Corpus Christi pushes network launch into Dec., considers partner: As reported earlier, the city is considering handing its network off to EarthLink for operation with a 10-year contract. In exchange, Corpus Christi would receive 3 to 5 percent of yearly gross receipts. As with most networks of this scale, the local paper reports that it "has been delayed because of signal-strength engineering problems"; engineers are now repositioning access points.
San Francisco showdown? The SF Examiner reports on a battle between the Board of Supervisors and the city's mayor. The two executive authorities apparently have a longstanding tension that far predates current officials. Early reports stated that the supervisors thought the Wi-Fi plan was designed without consideration as to alternatives. The board now may vote to force the network to be municipally owned.
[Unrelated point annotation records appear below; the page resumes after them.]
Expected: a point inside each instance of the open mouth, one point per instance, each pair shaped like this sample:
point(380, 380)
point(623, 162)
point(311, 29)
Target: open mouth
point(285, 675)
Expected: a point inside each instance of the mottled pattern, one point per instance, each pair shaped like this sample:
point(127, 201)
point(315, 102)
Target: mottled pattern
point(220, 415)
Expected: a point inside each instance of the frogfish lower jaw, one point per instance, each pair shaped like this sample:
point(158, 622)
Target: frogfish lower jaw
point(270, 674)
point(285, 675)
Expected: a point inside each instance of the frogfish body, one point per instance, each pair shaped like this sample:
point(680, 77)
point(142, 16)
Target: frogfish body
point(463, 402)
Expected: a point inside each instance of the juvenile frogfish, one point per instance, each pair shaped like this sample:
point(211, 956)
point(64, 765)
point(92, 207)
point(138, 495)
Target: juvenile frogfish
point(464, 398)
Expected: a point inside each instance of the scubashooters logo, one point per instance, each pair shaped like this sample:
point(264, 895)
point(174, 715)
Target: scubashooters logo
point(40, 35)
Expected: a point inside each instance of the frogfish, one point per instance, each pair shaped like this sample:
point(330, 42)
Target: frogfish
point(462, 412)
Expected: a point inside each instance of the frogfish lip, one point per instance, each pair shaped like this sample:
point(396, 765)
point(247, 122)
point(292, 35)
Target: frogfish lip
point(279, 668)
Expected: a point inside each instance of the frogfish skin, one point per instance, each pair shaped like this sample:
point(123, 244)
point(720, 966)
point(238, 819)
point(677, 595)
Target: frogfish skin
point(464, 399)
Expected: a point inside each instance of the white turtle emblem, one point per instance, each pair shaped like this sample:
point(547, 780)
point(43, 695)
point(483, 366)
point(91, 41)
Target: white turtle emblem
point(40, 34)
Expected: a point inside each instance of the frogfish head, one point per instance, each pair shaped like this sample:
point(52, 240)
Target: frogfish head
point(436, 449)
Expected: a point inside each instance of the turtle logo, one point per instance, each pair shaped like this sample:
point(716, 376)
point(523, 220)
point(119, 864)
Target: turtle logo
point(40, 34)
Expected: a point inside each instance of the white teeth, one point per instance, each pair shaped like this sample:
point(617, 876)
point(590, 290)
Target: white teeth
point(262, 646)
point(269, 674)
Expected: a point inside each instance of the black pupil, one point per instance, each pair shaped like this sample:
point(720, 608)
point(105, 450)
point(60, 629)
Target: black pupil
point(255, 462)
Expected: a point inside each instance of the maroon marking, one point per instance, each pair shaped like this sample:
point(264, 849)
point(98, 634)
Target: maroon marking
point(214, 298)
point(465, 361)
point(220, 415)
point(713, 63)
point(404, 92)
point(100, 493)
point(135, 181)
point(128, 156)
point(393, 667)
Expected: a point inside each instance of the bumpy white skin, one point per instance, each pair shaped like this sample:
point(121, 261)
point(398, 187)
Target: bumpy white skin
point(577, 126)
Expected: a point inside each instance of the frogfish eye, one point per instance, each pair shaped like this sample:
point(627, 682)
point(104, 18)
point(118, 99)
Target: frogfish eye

Meanwhile, Google wants to put up its own SF test network: IDG News Service reports that Google wants to build a test network using as many as 1,500 utility poles in San Francisco that would be separate from the EarthLink network. (Google is EarthLink's partner, but will be a customer of EarthLink's network, purchasing 300 Kbps access that it will give away.) The city thinks it's unlikely to accommodate the request. EarthLink asked the city for access to 450 poles with an option for 1,500. The story says this access would be "a condition of its participating in the project," which is a far cry from earlier statements.
Colorado ski town gets Wi-Fi in time for season: Vail goes live with its CenturyTel-built network. The free service runs 300 Kbps, while paid bandwidth is much faster ($10 per day, $45 per week, $60 per month, $500 per year). The article strangely thinks that 100 Mbps Internet access is being offered, and notes that regular Wi-Fi only runs at 54 Mbps. I can't find a bandwidth figure elsewhere, although a press release from August suggests that 3 Mbps might be the top rate.